It hardly seems 12 months ago since I attended a West of England Initiative and Bristol Festival of Ideas event which heatedly discussed the issue of staying in the EU or leaving it. The vast majority of that audience were pro remaining and it seemed highly likely that common sense would prevail and we would be staying in the EU; the alternative was just too alien a concept.
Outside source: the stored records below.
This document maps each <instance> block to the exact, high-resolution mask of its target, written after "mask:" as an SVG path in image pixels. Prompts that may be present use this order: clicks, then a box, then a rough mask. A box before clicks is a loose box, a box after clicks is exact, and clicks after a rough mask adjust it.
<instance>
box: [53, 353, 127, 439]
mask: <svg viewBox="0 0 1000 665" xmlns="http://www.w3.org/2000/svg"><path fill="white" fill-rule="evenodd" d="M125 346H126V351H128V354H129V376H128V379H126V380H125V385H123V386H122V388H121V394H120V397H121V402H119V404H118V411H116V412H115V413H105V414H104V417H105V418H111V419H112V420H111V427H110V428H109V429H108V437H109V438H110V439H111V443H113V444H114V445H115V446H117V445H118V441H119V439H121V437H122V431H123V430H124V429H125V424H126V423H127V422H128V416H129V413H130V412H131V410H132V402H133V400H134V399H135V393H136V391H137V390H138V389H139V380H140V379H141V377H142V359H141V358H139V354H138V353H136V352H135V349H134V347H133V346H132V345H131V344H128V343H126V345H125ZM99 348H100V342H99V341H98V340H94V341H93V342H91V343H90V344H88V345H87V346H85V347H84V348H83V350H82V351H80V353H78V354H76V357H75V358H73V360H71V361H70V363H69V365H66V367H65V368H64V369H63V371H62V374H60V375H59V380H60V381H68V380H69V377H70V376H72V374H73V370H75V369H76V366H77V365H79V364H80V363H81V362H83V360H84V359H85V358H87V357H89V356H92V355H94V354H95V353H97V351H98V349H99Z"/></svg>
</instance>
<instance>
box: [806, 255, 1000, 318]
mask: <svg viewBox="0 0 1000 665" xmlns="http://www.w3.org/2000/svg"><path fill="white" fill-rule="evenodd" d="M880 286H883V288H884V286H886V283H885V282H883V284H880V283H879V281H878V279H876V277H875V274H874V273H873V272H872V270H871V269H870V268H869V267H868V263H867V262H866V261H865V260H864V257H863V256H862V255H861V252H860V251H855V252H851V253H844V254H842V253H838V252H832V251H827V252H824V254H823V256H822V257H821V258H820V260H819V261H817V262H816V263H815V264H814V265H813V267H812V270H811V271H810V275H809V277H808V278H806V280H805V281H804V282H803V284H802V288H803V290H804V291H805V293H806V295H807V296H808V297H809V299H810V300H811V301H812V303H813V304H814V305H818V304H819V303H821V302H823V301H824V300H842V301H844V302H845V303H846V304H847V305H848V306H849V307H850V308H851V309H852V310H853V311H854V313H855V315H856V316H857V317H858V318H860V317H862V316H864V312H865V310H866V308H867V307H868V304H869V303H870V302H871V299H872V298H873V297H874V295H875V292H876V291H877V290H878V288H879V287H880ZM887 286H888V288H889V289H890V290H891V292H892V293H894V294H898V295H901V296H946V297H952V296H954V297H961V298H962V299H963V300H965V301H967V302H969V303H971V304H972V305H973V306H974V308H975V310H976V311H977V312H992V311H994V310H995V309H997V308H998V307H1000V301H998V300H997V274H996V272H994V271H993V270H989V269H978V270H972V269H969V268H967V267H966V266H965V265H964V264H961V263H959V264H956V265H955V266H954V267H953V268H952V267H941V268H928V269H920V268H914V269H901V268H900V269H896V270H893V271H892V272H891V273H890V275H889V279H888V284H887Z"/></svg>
Or so I thought!
We all know the result of the referendum, and one year on from that fateful day I joined a follow up event ‘Brexit: one year on’ – jointly hosted by the West of England Initiative Evening last night, which focused on what Brexit means - for business, for the region and for the UK.
I as among 200 other guests at the University of Bristol who listened to a distinguished panel of experts explore some of the critical issues surrounding negotiations and what the coming months and years might hold.
The panel, which featured Professor Alan Winters (UK Trade Policy Observatory); Heather Stewart (the Guardian); Vicky Pryce (Centre for Economics and Business Research); Simon Tilford (Centre for European Reform) and Philip Oltermann (the Guardian), took questions from chair Andrew Kelly and audience members to explore:
- The unfolding political dynamics within the UK and EU and how they might influence Brexit negotiations.
- The UK and EU negotiating positions and the trade-offs involved.
- Possible scenarios and their likely implications for business, the economy and citizens.
I was blown away by the quality of the discussion, and in awe of their expertise on the subject, noting with not a little jealousy, that few if any of the panel needed to refer to any notes.
I found the whole panel engaging and insightful.
We were also shown a short film highlighting the perspectives of four local businesses on the issues that Brexit presents for them. It was interesting to see that all four were concerned about tariffs, customs paperwork, quality standards and how it would impact the employment of EU citizens.
Jenny Goss from O’Leary Goss Architects reflected many businesses' sentiments when she said "one year on we still don't know what's happening'. She is particularly concerned about staff – not just recruiting staff (25% of her staff are EU nationals) – but also being able to identify quality architects if we no longer are part of the EU’s globally accepted standards. She said leaving the EU will have an effect on materials, costs and the length of a contract and ultimately it will impact on the choices clients will have.
Andrew Varga from Seetru is equally concerned about staff, in particular the skills shortage leaving the EU could bring about. With a skilled machinist taking 6 years to be fully trained, Seetru currently recruit from Eastern Europe. He is concerned that if work permits were required they would hamper employment and he won't be able to bring in the calibre of people the company requires. He said "EU standards are sensible and provide globally accepted standards." I heard many a chuckle in the audience when he went on to say that "the only red tape is the British habit of gold plating EU regulations."
Simon Booth from Kiddimoto, a growth business exporting to 40 countries was concerned about the increase in bureaucracy, import and export duties and the level of paperwork. His biggest concern was about trademarks which at the moment are protected under EU legislation. If this moves to UK protection then he will incur substantial extra costs. He went on to say that he is taking action to counteract the challenges posed by Brexit; looking for opportunities within the UK and further afield beyond Europe. Talking to guests afterwards I was struck by just how many identified with his plea for "common sense from negotiators". It clearly resonated with the audience.
James Naylor from Eurocarb, reiterated Goss's frustration that 'one year on nothing has happened'. He needs to employ European citizens as languages are an essential requirement in his sales team. He said if it was a hard Brexit then he would need to create a company within the EU which would mean investing more in that company than in the UK business. A powerful statement that brought a few sharp intakes of breath from people around me.
In their remarks to open and close the event, both Professor Steve West (President of Bristol Chamber & Initiative at Business West) and Professor Judith Squires (University of Bristol) emphasised that Bristol is an open, diverse and trading city which is working across business, government and civil society to interrogate and promote solutions that work for the area post-Brexit.
As an employee of Business West, I know that we will continue to play an active role here and we’ll be working hard to ensure the views of business are heard in government.